Generally, the old functionality of Scala 2.7 collections has been left in place. Some features have been deprecated, which means they will removed in some future release. You will get a deprecation warning when you compile code that makes use of these features in Scala 2.8. In a few places deprecation was unfeasible, because the operation in question was retained in 2.8, but changed in meaning or performance characteristics. These cases will be flagged with migration warnings when compiled under 2.8. To get full deprecation and migration warnings with suggestions how to change your code, pass the -deprecation and -Xmigration flags to scalac.[9] You can also pass the same options to the scala interpreter to get the warnings in an interactive session. Example:
>scala -deprecation -Xmigration Welcome to Scala version 2.8.1. Type in expressions to have them evaluated. Type :help for more information.
scala> val xs = List((1, 2), (3, 4)) xs: List[(Int, Int)] = List((1,2), (3,4))
scala> List.unzip(xs) <console>:7: warning: method unzip in object List is deprecated: use xs.unzip instead of List.unzip(xs) List.unzip(xs) ^ res0: (List[Int], List[Int]) = (List(1, 3),List(2, 4))

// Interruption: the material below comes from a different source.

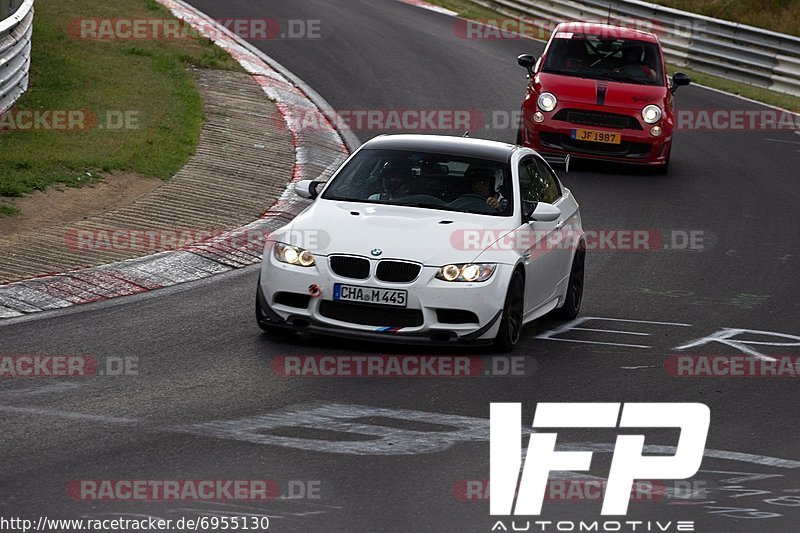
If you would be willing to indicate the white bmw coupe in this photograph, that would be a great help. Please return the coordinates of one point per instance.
(430, 240)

scala> xs.unzip res1: (List[Int], List[Int]) = (List(1, 3),List(2, 4))
scala> val m = xs.toMap m: scala.collection.immutable.Map[Int,Int] = Map((1,2), (3,4))
scala> m.keys <console>:8: warning: method keys in trait MapLike has changed semantics: As of 2.8, keys returns Iterable[A] rather than Iterator[A]. m.keys ^ res2: Iterable[Int] = Set(1, 3)
Two parts of the old libraries were replaced wholesale. For these deprecation warnings were not feasible.
So, if your code uses either jcl or projections there might be some minor rewriting to do.
You've now seen how to use Scala's collection in great detail. Scala's collections take the approach of giving you powerful building blocks rather than a number of ad hoc utility methods. Putting together two or three such building blocks allows you to express an enormous number of useful computations. This style of library is especially effective due to Scala having a light syntax for function literals, and due to it providing many collection types that are persistent and immutable.
This chapter has shown collections from the point of view of a programmer using the collection library. The next chapter will show you how the collections are built and how you can add your own collection types.
[1] Partial functions were described in Section 15.7.
[2] Hash tries are described in Section 24.9.
[3] Immutable bit sets of elements in the range of 0 to 127 optimize the array away and store the bits directly in a one or two Long fields.
[4] "Trie" comes from the word "retrieval" and is pronounced tree or try.
[5] The "buf.type" that appears in the interpreter responses in this and several other examples in this section is a singleton type. As will be explained in Section 29.6, buf.type means the variable holds exactly the object referred to by buf.
[6] Assuming bits are densely packed.
[7] An exception to this is arrays: applying delayed operations on arrays will again give results with static type Array.
[8] An actor is a thread that can communicate with message passing; see Chapter 32.
[9] Note that -Xmigration is an extended option, so it starts with an X.